Il ne fait pas de doute que les preneurs de décisions doivent être beaucoup mieux conseillés par rapport au numérique — et tout spécialement dans des secteurs particulièrement sensibles comme la culture et l’éducation, mais je m’interroge à la lecture de la lettre. Est-ce que c’est en multipliant les nouvelles structures que nous y arriverons le mieux?  Et est-ce que tout est si noir que ne le laissent croire certains passages de la lettre?

Le Québec glisse en bas de l’échelle de compétitivité… tous les rapports sont tablettés ou risquent de l’être… nous n’entreprenons que des actions individuelles et souvent désordonnées… nous vivons une série de crises… nous sommes uns société tellement divisée que nous ne pouvons plus établir de consensus concernant nos projets d’avenir… nous perdons nos points de repères, devenons inquiets…

Les treize ont raison de mettre les projecteurs sur le fait que plusieurs des bouleversements économiques et sociaux qui nous affectent aujourd’hui sont directement ou indirectement liés à l’omniprésence discrète du numérique — même (surtout) quand on n’en a pas connaissance de prime abord.

Cela dit, est-ce que ces changements sont si dichotomiques que la lettre le fait croire? Doit-on parler de révolution? Faut-il y voir des ruptures ou de profondes évolutions — des transformations?

Est-ce qu’on passe vraiment d’une démocratie élective à une démocratie participative? N’est-il pas mieux d’y voir un phénomène d’addition?

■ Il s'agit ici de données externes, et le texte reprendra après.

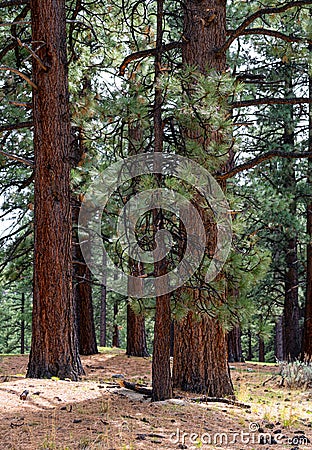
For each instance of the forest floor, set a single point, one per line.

Est-ce que la majorité silencieuse est réellement en train de perdre de l’importance? Les dernières élections me portent pourtant à croire le contraire…

Sommes-nous vraiment en train de passer de l’individualisme forcené (!) à une responsabilisation collective? Je partage ce souhait, mais je doute qu’il corresponde à la réalité..

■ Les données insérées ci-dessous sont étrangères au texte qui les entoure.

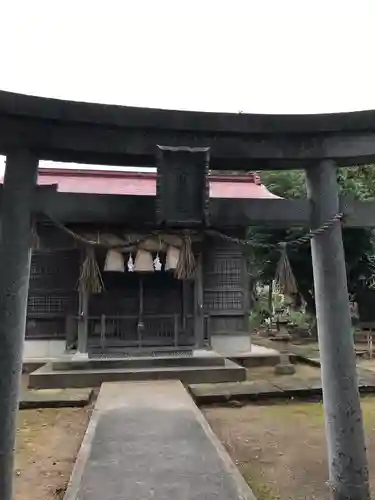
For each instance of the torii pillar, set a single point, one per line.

Et le passage du livre aux images-écran? Je pense qu’il faut éviter d’en faire une  fixation fétichiste (sur l’objet) — au détriment du phénomène de création (cela dit même si on parlait du texte, plutôt que du livre).

Quant au fait de passer de la loi de l’offre à celle de la demande? Je sais qu’on en a parfois l’impression, mais est-ce le cas de façon générale?

Je suis reconnaissant aux signataires d’avoir partagé avec cette lettre leur étonnement « devant notre peu d’envergure et de prévoyance » (et je partage ce constat), mais je suis déçu de la forme que prend leur appel et par la nature de leurs demandes. Il me semble qu’il aurait été préférable de décrire davantage « les bénéfices des nouveaux modes de communication de l’économie immatérielle » plutôt que d’insister autant sur ce qui va mal.

Pourquoi est-ce que je prends la peine de le dire?

D’abord et avant tout parce que je pense que ça pourra contribuer à stimuler le débat — parce qu’on a vraiment besoin de cette discussion et que je suis certain que c’est, au fond, ce que les étonnés appellent de leurs voeux.

Aussi parce qu’il semble qu’il y aura un point de presse sur le sujet jeudi prochain, le 22 novembre, et que je pense que ce serait bien qu’on assiste d’ici-là à un crescendo dans la prise de conscience sociale des enjeux réels qui sont soulevés par ce texte.

Et finalement — et peut-être surtout — parce que je partage leur conviction à l’effet que

« Nous basculons [actuellement] vers une société de la connaissance où l’information devient notre matière première et l’Internet la place publique où se prennent nos décisions. »

Et que ça, c’est vraiment fondamental!

Alors sur l’essentiel: bravo aux étonnés et surtout un grand merci pour avoir initié quelque chose qui se poursuivra, et s’intensifiera, j’espère, dans les prochaines semaines et les prochains mois.